Con l'istituzione del Green Pass è stata messa in atto una vera transizione verso l'identità digitale: tramite la scansione del QR code si verificava lo status (in prima battuta solo sanitario) dell'individuo.
Oggi questo strumento viene ampliato rispetto a quanto abbiamo visto finora, fino a contenere tutto ciò che riguarda il cittadino: dati sanitari, bancari, biometrici e personali.
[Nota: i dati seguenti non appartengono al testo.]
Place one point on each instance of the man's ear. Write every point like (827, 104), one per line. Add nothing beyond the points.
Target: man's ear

Come spesso è avvenuto, una norma straordinaria, introdotta per un'emergenza (ricordiamo la riduzione dei diritti personali per la minaccia fantasma del terrorismo), viene normalizzata diventando ordinaria. Quello che è accaduto con il Covid è stato solo un apripista per le novità che arriveranno.
Stiamo infatti entrando nell'internet "delle cose e dei corpi", sempre connessi.
Già in marzo, il ministro Colao aveva annunciato che entro il 2022, si sarebbe istituito l'ID Pay, la piattaforma digitale per l'erogazione dei bonus sociali. Già questo sembrerebbe un avvicinamento al modello cinese del credito sociale, in cui i l cittadino acquista o perde crediti in base al suo "comportamento".
Colao si pone perfettamente sulla scia del “piano di identità digitale” portato avanti dalla presidente Ursula Von der Leyen, la quale aveva parlato di «una tecnologia che ci consenta di controllare in prima persona quali dati vengono utilizzati e come». Ovvero, una identità digitale unica in Europa che traccerà tutte le informazioni e che saremo costretti a usare per qualsiasi cosa.
Pochi giorni fa, il ministro Colao è tornato sull'argomento dichiarando:
«L’Italia è avanti rispetto ad altri Paesi nella digitalizzazione di alcuni servizi. In un anno e mezzo si dovrebbe arrivare a una Schengen digitale europea e il Paese sarà pronto grazie ai servizi sviluppati sull’app Io. Patente e tessera elettorale saranno digitali come digitale sarà il wallet personale». E ancora: «sarà avviata la “piattaforma dell’interoperabilità” dove l'Agenzia delle Entrate, l’Anagrafe, il Ministero dell’Interno e l'Inps agganceranno i propri dati».
Da ultimo, un altro dato importante: la Sogei, azienda “ingaggiata” per strutturare l’IDPay (già gestore della piattaforma Green Pass), richiederà il numero del conto corrente di ogni cittadino.
Il fatto che l'Italia sia avanti è condivisibile: con la supina obbedienza dimostrata nell'accettare forme discriminatorie come il green pass, gli Italiani risultano un terreno molto fertile per nuovi esperimenti sociali.
Ancora più inquietante è immaginare che presto ci sarà un dispositivo indossabile (o impiantabile) che recherà tutte le informazioni dell'individuo e sarà indispensabile per poter godere delle libertà personali. L'individuo sarà quindi detentore di diritti fino a quando gli erogatori del servizio lo riterranno opportuno, naturalmente.